И второе: прости нас, не держи зла. Знай, мы не были плохими, но не были и хорошими. Мы были просто людьми, ошибались, как и все люди, хотели жить в достатке и счастливо, обеспечивать своей семье уверенность в завтрашнем дне, когда нас не станет, чтобы о них забоится. Эта человечность нас сгубила, размягчила, сделала слабыми. А за слабость в нашем мире убивают – ты знаешь это лучше, чем кто. Поэтому прости и не уподобляйся. Тебе все по плечу, как бы сильно не била жизнь. Выстой, выживи, дойди до конца своей тропы – это твой единственный подлинный долг перед мирозданием.
На прощание оставляю тебе письменное соглашение о том, чтобы род Комри породнился с родом Веломри через брак. Надеюсь, оно тебе поможет.
С безмерной любовь,
Твой предок, Гэвин Комри».
Едва поставил последнюю точку, как в дверь постучали. Заглянул камердинер.
- Скоро полдень, вам пора во дворец, - смиренно напомнил он.
Гэвин кивнул, посыпал письмо песком и положил сушиться на окно, пока сам переодевался в черный траурный костюм. Перед уходом запечатал послание гербовой печатью и спрятал в тайник в стене. Тот, кому адресовано, обязательно найдет, а другим знать не следует.
До дворца решил добираться пешком, побрезговав и свитой, и каретой, полагавшейся по статусу. Идти недалеко, нападений он никогда не боялся, а вот насладиться последними мгновениями свободы хотелось очень сильно.

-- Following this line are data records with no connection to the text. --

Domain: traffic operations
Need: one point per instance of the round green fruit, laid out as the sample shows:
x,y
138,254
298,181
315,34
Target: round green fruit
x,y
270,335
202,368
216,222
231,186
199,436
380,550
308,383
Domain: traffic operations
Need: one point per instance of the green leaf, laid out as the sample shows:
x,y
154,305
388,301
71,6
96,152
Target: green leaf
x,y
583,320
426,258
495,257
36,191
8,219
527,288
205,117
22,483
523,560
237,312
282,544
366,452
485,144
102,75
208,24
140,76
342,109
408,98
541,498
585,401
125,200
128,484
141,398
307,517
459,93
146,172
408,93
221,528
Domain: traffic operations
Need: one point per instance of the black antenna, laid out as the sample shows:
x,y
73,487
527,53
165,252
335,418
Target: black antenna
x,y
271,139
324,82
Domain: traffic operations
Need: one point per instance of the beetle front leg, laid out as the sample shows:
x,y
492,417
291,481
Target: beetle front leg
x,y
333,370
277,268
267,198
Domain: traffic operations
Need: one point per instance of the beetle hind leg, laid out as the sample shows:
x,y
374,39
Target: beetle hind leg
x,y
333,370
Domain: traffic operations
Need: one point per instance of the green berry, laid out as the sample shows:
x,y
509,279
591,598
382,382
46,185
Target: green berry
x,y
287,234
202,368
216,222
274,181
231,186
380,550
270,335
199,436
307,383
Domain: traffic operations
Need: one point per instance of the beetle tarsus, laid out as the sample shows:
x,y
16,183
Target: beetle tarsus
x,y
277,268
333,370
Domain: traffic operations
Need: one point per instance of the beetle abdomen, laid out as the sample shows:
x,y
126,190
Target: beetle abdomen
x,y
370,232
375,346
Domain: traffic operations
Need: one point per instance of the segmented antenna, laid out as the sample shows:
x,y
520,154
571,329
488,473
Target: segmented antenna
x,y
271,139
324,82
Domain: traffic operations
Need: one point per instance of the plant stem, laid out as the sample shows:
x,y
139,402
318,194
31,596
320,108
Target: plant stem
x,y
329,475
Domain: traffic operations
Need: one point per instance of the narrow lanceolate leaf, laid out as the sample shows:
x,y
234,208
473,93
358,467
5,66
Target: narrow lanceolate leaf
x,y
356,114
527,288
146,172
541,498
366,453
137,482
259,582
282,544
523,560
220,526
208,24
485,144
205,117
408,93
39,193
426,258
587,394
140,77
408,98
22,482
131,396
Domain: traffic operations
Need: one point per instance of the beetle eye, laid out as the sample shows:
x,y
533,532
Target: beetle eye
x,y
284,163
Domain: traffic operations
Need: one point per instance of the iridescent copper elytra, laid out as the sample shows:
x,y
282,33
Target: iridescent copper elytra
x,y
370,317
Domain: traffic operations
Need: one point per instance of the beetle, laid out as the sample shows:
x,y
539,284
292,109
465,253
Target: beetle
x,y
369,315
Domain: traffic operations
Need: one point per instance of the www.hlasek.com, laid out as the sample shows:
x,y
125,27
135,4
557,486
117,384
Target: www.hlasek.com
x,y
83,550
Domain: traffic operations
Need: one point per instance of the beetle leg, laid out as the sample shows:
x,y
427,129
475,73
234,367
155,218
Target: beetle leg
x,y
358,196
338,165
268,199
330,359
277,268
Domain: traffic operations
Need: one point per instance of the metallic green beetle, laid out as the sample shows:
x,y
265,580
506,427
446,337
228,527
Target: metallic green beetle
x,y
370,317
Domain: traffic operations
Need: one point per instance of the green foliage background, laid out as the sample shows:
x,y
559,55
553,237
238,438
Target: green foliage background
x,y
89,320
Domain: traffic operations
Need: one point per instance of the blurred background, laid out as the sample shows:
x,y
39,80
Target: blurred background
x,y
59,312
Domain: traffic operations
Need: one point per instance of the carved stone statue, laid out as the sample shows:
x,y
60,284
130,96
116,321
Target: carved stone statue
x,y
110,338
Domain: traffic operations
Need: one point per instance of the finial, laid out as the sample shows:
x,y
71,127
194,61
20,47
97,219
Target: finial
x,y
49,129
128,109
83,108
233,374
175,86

Вдоль широких улиц, через парадные ворота и по широкой центральной алле между удивительно ярких и сочных лужаек дворцового парка, который, впрочем, плохо сочетался с мрачной старинной цитаделью, сложенной из грубого серого камня. Сам дворец, конечно, перестроили, придав ему более помпезный роскошный вид с ажуром лепнины, фигурными арками, стройными колоннами, резными перилами. Безликий бы не оценил. От этой мысли почему-то хотелось улыбаться.
Придворные прогуливались по прибранным дорожкам, хохлясь и кутаясь в плащи, выкрав несколько солнечных часов у стремительно сгущавшегося тучами неба. Гэвина провожали любопытными взглядами, перешептываниями, но заступать дорогу не решались – слишком грозной была слава маршала Стража. Только она и спасала, когда не хотелось ни с кем говорить.
Во дворце встретил канцлер с многочисленными лакеями. Все шептал на ухо о расстановке сил на политической арене, с кем заключить союз, кого стоит опасаться, о том, что многие министры и придворные плохо восприняли пожелание почившего короля назначить регентом бывшего Стража. Хотели оспорить право опеки над юным принцем. Гэвина это волновало мало, как-то расправлялся с хищными акулами Большого Совета и заносчивыми высокими лордами. Вряд ли авалорский королевский двор окажется коварней на интриги и козни.
«Если кто и сможет меня победить, то только я сам», - старинной витиеватой рунницей было выбито над королевскими покоями. Точная копия камня из старого дворца Безликого. А и правда. Гэвин снова усмехнулся. Дома, он дома! Впервые после стольких лет. И эти легенды, эти запахи, эти реликвии будто полнили его жизнью, утоляли нестерпимую боль, потому что она еще была жива – Родина, земля Безликого, ее дух густ и как никогда крепок.